Another crucial parameter is the ROC curve with the area under curve (AUC) value, which is used to check the classifier’s performance. Range of the AUC from ‘0’ to ‘1’ demonstrates that a classifier has a better performance if its value is or close to ‘1.’ ROC curves are constructed in Origin Pro 8.5 software, and AUC is calculated with the help of trapezoid rule. Naive Bayes achieved the highest value of AUC 1.00 in all three experiments as indicated in all parts of Fig. 9. KNN and logistic regression came at the second place by achieving 0.98 and 0.97 AUC values, respectively, in without feature selection. Furthermore, both of these classifiers showed 1.00 AUC in both WLSVC(L1) and WLSVC(L2). SVM overall performance was satisfactory, indicating AUC value of 0.94 in WOFS whereas AUC values of 0.95 and 0.98 in WLSVC(L1) and WLSVC(L2), respectively. Lastly, decision tree had comparatively the lowest performance in all three parts of the experiment.

Fig. 9
figure 9

ROC curves with AUC before using feature selection technique. b ROC curves with AUC after using WLSVC(L1). c ROC curves with AUC after implementing WLSVC(L2)

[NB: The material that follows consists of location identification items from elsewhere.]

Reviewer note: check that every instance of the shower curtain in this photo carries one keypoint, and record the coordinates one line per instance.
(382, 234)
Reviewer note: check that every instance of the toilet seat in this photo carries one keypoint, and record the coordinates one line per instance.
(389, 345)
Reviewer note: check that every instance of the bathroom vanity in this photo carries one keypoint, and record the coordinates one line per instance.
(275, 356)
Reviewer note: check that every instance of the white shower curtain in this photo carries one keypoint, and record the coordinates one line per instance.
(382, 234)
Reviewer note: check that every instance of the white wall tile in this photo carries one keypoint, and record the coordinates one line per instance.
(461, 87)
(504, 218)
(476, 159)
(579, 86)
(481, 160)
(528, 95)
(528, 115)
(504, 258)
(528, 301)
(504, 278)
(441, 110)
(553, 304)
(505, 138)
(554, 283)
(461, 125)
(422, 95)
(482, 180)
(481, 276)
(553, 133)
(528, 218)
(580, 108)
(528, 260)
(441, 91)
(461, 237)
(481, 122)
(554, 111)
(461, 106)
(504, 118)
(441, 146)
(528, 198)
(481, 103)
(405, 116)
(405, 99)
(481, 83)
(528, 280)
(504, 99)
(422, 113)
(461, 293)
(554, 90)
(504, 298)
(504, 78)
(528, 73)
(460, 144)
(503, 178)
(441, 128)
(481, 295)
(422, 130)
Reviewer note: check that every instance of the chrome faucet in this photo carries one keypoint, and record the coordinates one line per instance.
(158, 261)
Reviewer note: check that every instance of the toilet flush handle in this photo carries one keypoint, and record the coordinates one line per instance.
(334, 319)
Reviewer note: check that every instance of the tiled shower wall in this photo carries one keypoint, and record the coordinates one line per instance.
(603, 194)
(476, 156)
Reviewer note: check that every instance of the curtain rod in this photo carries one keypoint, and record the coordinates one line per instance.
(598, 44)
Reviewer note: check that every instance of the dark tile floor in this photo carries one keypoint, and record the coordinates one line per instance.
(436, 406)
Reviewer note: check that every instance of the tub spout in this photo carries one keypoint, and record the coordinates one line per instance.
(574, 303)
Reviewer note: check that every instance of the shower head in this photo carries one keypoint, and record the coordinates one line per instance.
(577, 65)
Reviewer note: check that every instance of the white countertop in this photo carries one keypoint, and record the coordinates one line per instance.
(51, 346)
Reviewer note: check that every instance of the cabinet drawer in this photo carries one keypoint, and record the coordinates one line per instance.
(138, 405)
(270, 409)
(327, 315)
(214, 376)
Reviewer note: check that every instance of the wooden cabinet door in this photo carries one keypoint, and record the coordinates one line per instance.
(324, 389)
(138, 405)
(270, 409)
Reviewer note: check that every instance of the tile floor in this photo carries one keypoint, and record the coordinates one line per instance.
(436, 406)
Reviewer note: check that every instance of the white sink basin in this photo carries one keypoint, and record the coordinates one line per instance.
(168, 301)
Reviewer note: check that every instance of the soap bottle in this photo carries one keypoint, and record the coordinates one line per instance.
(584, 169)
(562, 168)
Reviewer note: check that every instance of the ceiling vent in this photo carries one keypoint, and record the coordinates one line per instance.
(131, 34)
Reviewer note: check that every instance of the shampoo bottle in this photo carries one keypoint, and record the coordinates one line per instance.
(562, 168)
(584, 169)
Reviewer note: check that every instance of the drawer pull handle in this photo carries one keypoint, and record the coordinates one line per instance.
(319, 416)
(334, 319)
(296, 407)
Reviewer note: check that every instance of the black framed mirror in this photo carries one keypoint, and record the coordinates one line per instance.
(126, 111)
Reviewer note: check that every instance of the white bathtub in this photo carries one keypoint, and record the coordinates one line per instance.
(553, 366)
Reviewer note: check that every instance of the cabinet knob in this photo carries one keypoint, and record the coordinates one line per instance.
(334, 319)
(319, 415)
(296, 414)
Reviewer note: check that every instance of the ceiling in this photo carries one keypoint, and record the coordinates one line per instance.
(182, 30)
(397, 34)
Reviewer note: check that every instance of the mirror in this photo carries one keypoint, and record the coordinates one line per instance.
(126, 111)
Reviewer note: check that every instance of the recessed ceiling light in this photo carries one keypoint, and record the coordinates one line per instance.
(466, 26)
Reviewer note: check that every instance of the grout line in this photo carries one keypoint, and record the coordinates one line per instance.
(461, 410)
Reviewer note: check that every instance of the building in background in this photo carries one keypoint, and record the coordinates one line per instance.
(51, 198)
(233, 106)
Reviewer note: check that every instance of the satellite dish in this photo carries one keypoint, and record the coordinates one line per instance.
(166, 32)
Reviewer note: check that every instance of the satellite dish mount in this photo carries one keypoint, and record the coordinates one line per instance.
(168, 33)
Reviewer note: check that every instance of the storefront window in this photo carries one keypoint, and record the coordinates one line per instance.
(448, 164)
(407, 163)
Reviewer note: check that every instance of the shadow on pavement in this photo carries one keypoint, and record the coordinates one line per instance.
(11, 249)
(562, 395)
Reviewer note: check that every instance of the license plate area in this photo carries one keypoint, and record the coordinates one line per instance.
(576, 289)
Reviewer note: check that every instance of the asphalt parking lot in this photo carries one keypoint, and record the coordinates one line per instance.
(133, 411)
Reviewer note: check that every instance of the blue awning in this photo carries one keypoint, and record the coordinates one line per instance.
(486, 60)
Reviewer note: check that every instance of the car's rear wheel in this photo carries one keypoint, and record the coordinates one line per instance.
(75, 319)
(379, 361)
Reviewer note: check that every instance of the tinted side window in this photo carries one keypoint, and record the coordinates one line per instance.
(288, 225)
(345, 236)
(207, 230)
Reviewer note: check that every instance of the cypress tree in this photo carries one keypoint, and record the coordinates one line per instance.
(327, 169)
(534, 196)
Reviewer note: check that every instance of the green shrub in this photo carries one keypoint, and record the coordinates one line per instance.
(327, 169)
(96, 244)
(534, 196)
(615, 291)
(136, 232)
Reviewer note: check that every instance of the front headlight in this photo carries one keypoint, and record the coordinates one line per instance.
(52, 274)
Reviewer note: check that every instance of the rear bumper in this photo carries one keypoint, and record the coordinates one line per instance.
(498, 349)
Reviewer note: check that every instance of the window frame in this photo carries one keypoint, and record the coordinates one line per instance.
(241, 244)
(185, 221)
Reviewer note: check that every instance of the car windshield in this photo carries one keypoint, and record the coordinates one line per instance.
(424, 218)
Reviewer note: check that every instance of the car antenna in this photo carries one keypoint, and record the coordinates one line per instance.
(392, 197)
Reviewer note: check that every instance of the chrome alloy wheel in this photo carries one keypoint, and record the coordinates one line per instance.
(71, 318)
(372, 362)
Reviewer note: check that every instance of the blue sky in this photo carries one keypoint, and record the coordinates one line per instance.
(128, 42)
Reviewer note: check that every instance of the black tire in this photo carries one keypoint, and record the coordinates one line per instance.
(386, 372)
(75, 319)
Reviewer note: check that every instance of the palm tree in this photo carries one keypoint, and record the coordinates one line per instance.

From Table 2, it is clearly shown that prediction time gets improved. Before applying feature selection technique, prediction time is comparatively higher in all classifiers. The algorithm which has the best accuracy, minimum error rate and the lowest prediction time is Naïve Bayes in all three parts of the experiment, whereas logistic regression and KNN both performed great in terms of minimum error rate and low prediction time in part (b) of the experiment. According to the original data, healthy individuals are 170, 66 are suffering from hyperthyroidism and 73 with hypothyroidism. After applying different classifiers, the result indicated that detection of Naïve Bayes (in all three parts of experiment) and logistic regression (in part b of experiment) is excellent with 100% accuracy. Moreover, KNN detection is closer to the original data. From KNN, it is determined that 146 are healthy, whereas 66 and 73 have hyperthyroidism and hypothyroidism, respectively.

6 Related Existing Studies

The approach utilized in this study has been investigated alongside with other related existing studies shown in Table 4. Our model dataset is distinguished with these existing studies because of three new features as described in Sect. 2. The proposed study results which were achieved by using different supervised classifiers. Higher accuracy, low training and prediction time were the significant goals of this research. Other existing models use hybrid approaches with a combination of different algorithms and complex models. Such methodologies are not only costly to achieve accurate data, but also take an increased time for training and validation.

Table 4 Related others existing models

7 Conclusion

Disease detection and its early diagnosis are very important for human life. By using machine learning algorithms, precise and accurate identification and detection have become more achievable. Thyroid disease is not easy to diagnosis because mix-up of their symptoms with other condition. The three newly introduced features in thyroid dataset in this research show the positive impact on classifier performance and results show that it gives best accuracies than the existing studies. After comparison and analysis of KNN, Naïve Bayes, SVM, decision tree and logistic regression, it was observed that 100% accuracy is achieved by Naïve Bayes in all three parts of experiment, while logistic regression gained second best accuracy 100% and 98.92% in L1- and L2-based feature selection, respectively. KNN also carried out excellent result accuracy of 97.84% with error rate of 2.16%. Upon analyzing the results, the advantages and robustness of new dataset are clearly seen and would allow doctors to get more precise and accurate results in less time. However, in the future classifiers with different distance functions of KNN and data augmentation techniques can be used for more precise results.